Just because it comes south of the border doesn't mean it works - Pay heed to the Infinite Banking Concept …

A new insurance planning concept from south of the border is making its way to Canada. The Infinite Banking Concept is being marketed to Canadian advisors as a life insurance-based retirement strategy that provides personal financing opportunities more efficiently than traditional loans from a bank.

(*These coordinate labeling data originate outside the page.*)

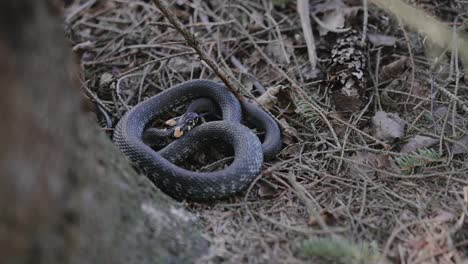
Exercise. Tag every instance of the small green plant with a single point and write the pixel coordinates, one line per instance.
(408, 162)
(341, 251)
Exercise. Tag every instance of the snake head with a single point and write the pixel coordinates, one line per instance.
(184, 123)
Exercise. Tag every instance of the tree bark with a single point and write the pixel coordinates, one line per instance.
(67, 195)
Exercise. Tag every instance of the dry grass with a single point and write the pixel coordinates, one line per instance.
(320, 186)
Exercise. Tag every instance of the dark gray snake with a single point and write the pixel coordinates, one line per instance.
(180, 183)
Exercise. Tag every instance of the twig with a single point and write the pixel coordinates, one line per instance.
(303, 10)
(233, 84)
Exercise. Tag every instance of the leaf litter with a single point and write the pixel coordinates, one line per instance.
(342, 171)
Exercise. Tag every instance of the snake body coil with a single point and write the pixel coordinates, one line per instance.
(180, 183)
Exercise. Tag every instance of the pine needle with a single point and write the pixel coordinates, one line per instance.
(342, 251)
(408, 162)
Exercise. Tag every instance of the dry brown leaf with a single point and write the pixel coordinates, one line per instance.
(326, 216)
(293, 151)
(362, 161)
(184, 65)
(418, 142)
(332, 20)
(440, 114)
(278, 53)
(290, 134)
(266, 189)
(387, 126)
(339, 127)
(382, 40)
(394, 69)
(269, 98)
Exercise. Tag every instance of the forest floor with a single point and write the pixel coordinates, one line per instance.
(388, 182)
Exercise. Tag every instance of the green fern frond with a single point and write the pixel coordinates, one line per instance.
(420, 158)
(341, 250)
(303, 108)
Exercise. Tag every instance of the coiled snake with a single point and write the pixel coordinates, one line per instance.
(180, 183)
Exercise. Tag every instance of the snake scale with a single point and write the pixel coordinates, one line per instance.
(183, 184)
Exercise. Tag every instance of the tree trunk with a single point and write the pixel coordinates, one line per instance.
(67, 195)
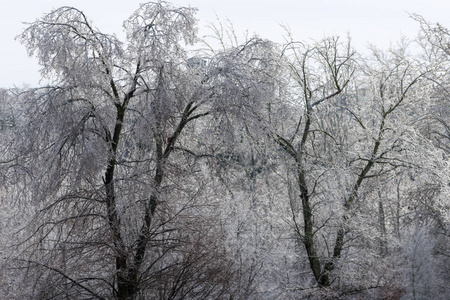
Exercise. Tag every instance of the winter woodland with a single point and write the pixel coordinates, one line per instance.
(167, 166)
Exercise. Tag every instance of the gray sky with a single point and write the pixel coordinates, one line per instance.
(380, 22)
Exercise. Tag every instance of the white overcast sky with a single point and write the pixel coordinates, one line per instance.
(380, 22)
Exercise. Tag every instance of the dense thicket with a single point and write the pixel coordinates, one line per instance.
(255, 171)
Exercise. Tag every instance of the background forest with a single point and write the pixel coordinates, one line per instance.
(170, 167)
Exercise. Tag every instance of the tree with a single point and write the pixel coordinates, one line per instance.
(117, 200)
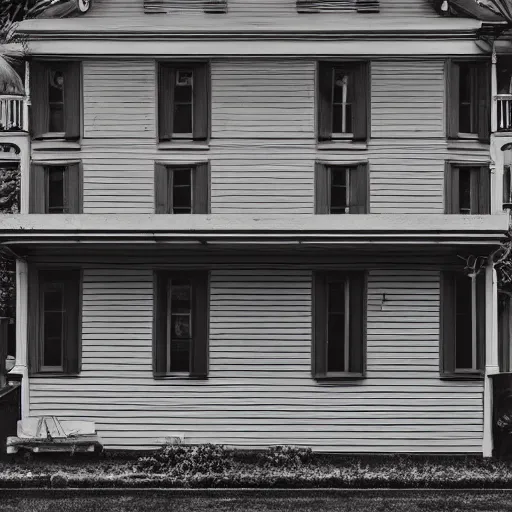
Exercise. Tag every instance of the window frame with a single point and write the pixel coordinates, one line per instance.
(448, 339)
(73, 181)
(356, 345)
(201, 100)
(199, 347)
(360, 70)
(357, 186)
(200, 187)
(72, 280)
(480, 187)
(72, 100)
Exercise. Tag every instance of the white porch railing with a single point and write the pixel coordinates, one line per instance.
(11, 113)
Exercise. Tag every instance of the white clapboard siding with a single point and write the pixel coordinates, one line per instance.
(271, 99)
(407, 99)
(119, 99)
(260, 390)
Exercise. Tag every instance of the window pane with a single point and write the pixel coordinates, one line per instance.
(336, 327)
(56, 100)
(53, 326)
(56, 194)
(182, 118)
(465, 190)
(463, 323)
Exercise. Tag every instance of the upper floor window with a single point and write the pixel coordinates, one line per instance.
(463, 324)
(181, 324)
(56, 188)
(56, 93)
(467, 189)
(469, 100)
(339, 324)
(343, 100)
(181, 189)
(54, 321)
(341, 189)
(183, 101)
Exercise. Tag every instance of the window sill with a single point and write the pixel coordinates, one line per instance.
(340, 376)
(462, 376)
(54, 143)
(182, 144)
(341, 144)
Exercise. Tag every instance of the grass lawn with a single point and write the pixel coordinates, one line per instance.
(374, 501)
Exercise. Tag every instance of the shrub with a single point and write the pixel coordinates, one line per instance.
(285, 457)
(175, 459)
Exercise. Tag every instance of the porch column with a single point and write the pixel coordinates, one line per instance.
(21, 368)
(491, 353)
(494, 90)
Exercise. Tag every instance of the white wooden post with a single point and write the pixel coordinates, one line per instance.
(494, 91)
(491, 353)
(21, 367)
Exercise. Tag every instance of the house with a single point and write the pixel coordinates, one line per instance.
(242, 222)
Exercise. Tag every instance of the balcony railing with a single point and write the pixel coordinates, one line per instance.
(12, 113)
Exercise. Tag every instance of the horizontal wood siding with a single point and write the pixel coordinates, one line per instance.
(119, 99)
(407, 99)
(260, 390)
(263, 99)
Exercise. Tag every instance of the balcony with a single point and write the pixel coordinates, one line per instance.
(12, 113)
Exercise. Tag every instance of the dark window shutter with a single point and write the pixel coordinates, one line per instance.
(37, 201)
(201, 110)
(73, 328)
(199, 353)
(74, 181)
(200, 184)
(447, 322)
(40, 108)
(358, 191)
(319, 352)
(160, 324)
(360, 112)
(166, 81)
(483, 102)
(480, 319)
(161, 189)
(324, 101)
(72, 99)
(451, 188)
(452, 89)
(322, 182)
(357, 327)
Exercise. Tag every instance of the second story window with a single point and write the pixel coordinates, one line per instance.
(341, 189)
(343, 101)
(467, 189)
(181, 189)
(56, 99)
(56, 188)
(183, 104)
(469, 100)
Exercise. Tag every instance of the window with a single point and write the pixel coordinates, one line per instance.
(343, 100)
(55, 321)
(467, 189)
(181, 324)
(339, 333)
(56, 95)
(469, 97)
(181, 189)
(56, 188)
(183, 99)
(341, 189)
(463, 324)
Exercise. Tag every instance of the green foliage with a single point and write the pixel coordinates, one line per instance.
(177, 459)
(285, 457)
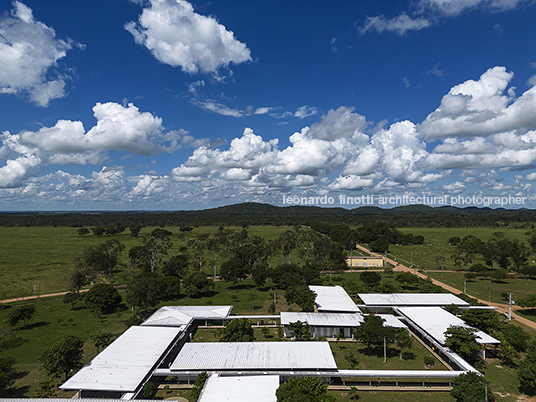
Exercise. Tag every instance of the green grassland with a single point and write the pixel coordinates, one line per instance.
(39, 260)
(436, 242)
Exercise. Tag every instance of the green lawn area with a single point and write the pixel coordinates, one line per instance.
(436, 243)
(39, 260)
(486, 289)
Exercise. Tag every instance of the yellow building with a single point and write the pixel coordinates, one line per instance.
(365, 262)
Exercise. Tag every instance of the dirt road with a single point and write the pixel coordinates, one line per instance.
(502, 308)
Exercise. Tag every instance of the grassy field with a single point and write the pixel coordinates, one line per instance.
(39, 260)
(436, 243)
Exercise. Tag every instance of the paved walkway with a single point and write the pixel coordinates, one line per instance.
(502, 308)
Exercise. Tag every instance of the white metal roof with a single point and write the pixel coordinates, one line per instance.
(436, 321)
(123, 365)
(333, 298)
(392, 321)
(411, 299)
(240, 389)
(170, 316)
(323, 319)
(254, 355)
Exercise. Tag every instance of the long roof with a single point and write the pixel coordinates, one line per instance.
(240, 389)
(182, 315)
(124, 364)
(410, 299)
(254, 355)
(435, 321)
(323, 319)
(333, 298)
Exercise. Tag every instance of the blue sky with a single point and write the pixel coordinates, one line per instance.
(170, 105)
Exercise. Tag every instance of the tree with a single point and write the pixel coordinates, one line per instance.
(72, 298)
(83, 231)
(406, 278)
(370, 278)
(301, 331)
(469, 387)
(403, 340)
(467, 250)
(515, 336)
(462, 340)
(7, 372)
(199, 384)
(302, 296)
(21, 313)
(156, 244)
(499, 274)
(306, 389)
(102, 339)
(102, 298)
(259, 274)
(64, 357)
(78, 280)
(526, 372)
(484, 320)
(196, 283)
(233, 270)
(145, 291)
(372, 332)
(238, 330)
(528, 301)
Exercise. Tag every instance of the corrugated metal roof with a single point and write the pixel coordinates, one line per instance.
(323, 319)
(392, 321)
(436, 321)
(411, 299)
(254, 355)
(172, 316)
(123, 365)
(333, 298)
(240, 389)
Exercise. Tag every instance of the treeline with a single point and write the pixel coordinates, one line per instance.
(293, 261)
(378, 236)
(264, 214)
(499, 253)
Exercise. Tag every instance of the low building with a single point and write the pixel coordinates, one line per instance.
(380, 302)
(253, 357)
(259, 388)
(333, 299)
(365, 262)
(327, 325)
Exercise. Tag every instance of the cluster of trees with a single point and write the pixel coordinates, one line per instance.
(498, 252)
(156, 276)
(378, 235)
(264, 214)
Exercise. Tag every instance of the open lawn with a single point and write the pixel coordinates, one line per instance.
(436, 242)
(39, 260)
(487, 289)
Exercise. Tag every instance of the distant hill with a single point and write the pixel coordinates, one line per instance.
(251, 213)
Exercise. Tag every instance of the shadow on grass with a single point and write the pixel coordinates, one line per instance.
(528, 313)
(16, 392)
(12, 343)
(35, 325)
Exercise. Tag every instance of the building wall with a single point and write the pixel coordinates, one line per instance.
(365, 262)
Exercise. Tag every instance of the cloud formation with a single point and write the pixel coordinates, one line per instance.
(483, 107)
(118, 128)
(428, 12)
(179, 37)
(29, 51)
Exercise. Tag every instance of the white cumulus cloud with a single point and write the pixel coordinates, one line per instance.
(29, 51)
(176, 35)
(483, 107)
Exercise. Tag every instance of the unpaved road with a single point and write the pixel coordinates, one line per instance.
(502, 308)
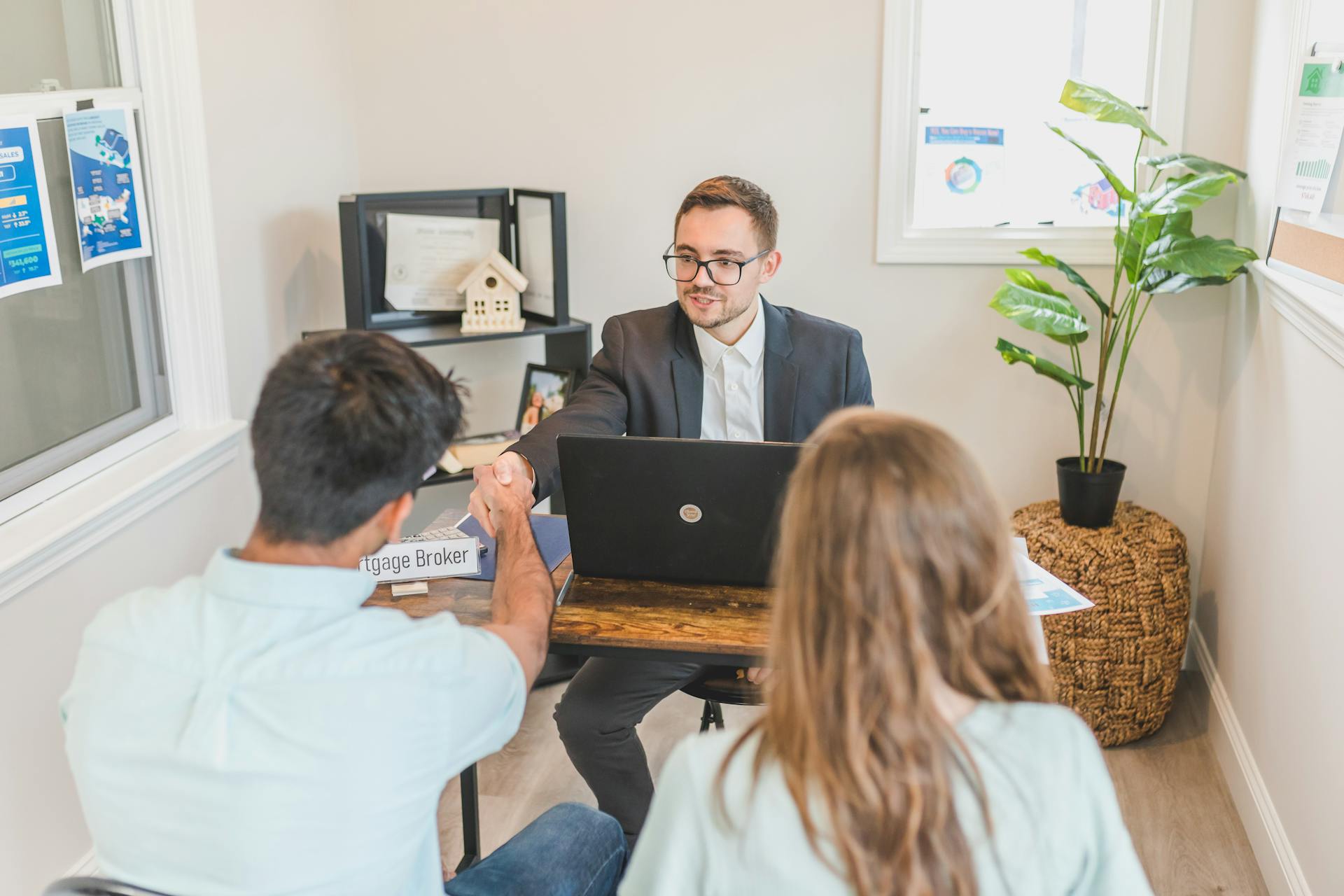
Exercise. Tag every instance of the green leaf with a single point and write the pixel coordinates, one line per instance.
(1142, 232)
(1074, 277)
(1183, 194)
(1198, 255)
(1112, 178)
(1018, 355)
(1195, 163)
(1163, 281)
(1034, 304)
(1102, 105)
(1179, 223)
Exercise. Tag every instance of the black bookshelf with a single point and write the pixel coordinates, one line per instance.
(569, 346)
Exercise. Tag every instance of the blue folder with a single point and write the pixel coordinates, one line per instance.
(553, 540)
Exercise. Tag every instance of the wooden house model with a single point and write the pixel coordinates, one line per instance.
(493, 298)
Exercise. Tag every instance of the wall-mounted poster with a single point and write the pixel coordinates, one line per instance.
(27, 244)
(108, 186)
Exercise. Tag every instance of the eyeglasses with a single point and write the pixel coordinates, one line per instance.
(724, 272)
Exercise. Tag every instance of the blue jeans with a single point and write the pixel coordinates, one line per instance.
(569, 850)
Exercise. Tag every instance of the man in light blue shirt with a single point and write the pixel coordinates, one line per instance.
(255, 729)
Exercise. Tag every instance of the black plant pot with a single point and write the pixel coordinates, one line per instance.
(1089, 498)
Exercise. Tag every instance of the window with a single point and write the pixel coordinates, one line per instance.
(969, 169)
(83, 363)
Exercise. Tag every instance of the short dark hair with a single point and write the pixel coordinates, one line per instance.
(726, 190)
(346, 424)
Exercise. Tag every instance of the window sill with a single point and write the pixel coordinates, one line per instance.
(1316, 312)
(38, 542)
(1078, 246)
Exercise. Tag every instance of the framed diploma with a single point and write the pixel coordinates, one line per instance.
(403, 254)
(542, 254)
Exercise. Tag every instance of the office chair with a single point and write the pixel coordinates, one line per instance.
(96, 887)
(722, 685)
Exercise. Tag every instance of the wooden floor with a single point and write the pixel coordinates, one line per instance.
(1171, 790)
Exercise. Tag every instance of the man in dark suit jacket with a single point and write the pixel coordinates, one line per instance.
(720, 363)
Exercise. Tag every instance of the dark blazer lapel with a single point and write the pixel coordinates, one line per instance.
(781, 377)
(687, 381)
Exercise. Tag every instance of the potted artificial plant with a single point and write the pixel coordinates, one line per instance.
(1156, 253)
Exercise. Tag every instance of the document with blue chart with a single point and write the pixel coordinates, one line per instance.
(553, 540)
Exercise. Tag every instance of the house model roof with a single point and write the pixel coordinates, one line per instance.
(502, 266)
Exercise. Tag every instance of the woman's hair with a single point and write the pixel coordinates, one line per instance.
(894, 571)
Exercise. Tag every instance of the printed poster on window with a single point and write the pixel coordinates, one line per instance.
(27, 242)
(960, 172)
(108, 186)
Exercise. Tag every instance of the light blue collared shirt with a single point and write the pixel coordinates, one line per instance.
(257, 731)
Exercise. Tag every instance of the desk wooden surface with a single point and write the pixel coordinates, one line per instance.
(710, 624)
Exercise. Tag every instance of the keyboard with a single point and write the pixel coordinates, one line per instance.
(441, 533)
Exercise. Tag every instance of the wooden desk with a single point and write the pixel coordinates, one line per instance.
(636, 620)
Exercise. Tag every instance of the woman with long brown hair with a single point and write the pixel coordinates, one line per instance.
(907, 746)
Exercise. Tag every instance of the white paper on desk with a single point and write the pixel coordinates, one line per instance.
(428, 255)
(1046, 594)
(1313, 136)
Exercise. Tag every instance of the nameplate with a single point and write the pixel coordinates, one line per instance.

With this strategy, a client purchases a participating whole life insurance policy. Maximum deposits are paid for a period of time (they recommend 5 to 7 years) in order to create significant cash value in the policy. The cash value is positioned as a finance vehicle that can be used to meet cash flow needs in the future. The concept recommends policy loans as an effective way to access the cash value as opposed to borrowing money from a bank or other lending institution. The materials outline a number of reasons why this is prudent planning including:

After the premium payment period the policy is self-supporting and policy returns are sufficient to cover future premiums.

Life insurance is a low risk investment with guaranteed returns.

Paying policy loan charges can supercharge returns in the policy.

Policy owners are able to borrow up to 100% of the cash value of their policy tax free.

Paying policy loan interest charges is paying yourself compared to bank interest charges that are an out of pocket expense.

If structured properly the concept offers no exposure to taxation.

Insurance policies are safe from exposure to litigation and creditors.

Although this strategy may have broad appeal in the United States, advisors should consider the following issues in Canada before marketing the strategy:

Participating whole life insurance policies do not offer 100% guaranteed solutions.

Quick pay participating whole life insurance solutions may or may not be sufficient to cover future premium requirements. They are not guaranteed.

Policy loans in excess of the Adjusted Cost Basis (ACB) of a policy are treated as a taxable policy gain. There is no guarantee that 100% of all policy loans will be received tax-free.

Payment of policy loan interest and repayment of policy loans does not increase the return to the specific policy; it merely ensures what will be received at death is not diminished by these liabilities.

Paying policy loans and bank loan interest is a cost to the policy owner. Often policy loan interest rates exceed bank loan rates.

Note: Canadian participating whole life policies typically operate independent of policy loans. Dividends and all other policy values are the same whether or not a policy loan exits. The loan acts as a lien against the surrender value or death benefit generated by the policy, but otherwise has no impact on policy performance. Thus, any interest paid on a policy loan is an expense to the owner of the policy and in no way improves the returns in the policy.

Creditor protection is only available where certain beneficiaries are named and can have limitations based on competing legal rights.

Policy loans, policy withdrawals and collateral loans are different ways for clients to access the cash value of their life insurance policy. Each option has potential tax, fee and transaction issues that must be considered from a Canadian perspective.

There is a lot of chatter in the marketplace regarding the Infinite Banking Concept. It is attracting attention of many advisors. In as much as it feels like an exciting new insurance concept with nothing but upside for clients, it is clear the benefits under the concept are significantly different in Canada and to suggest otherwise is a potential problem for everyone.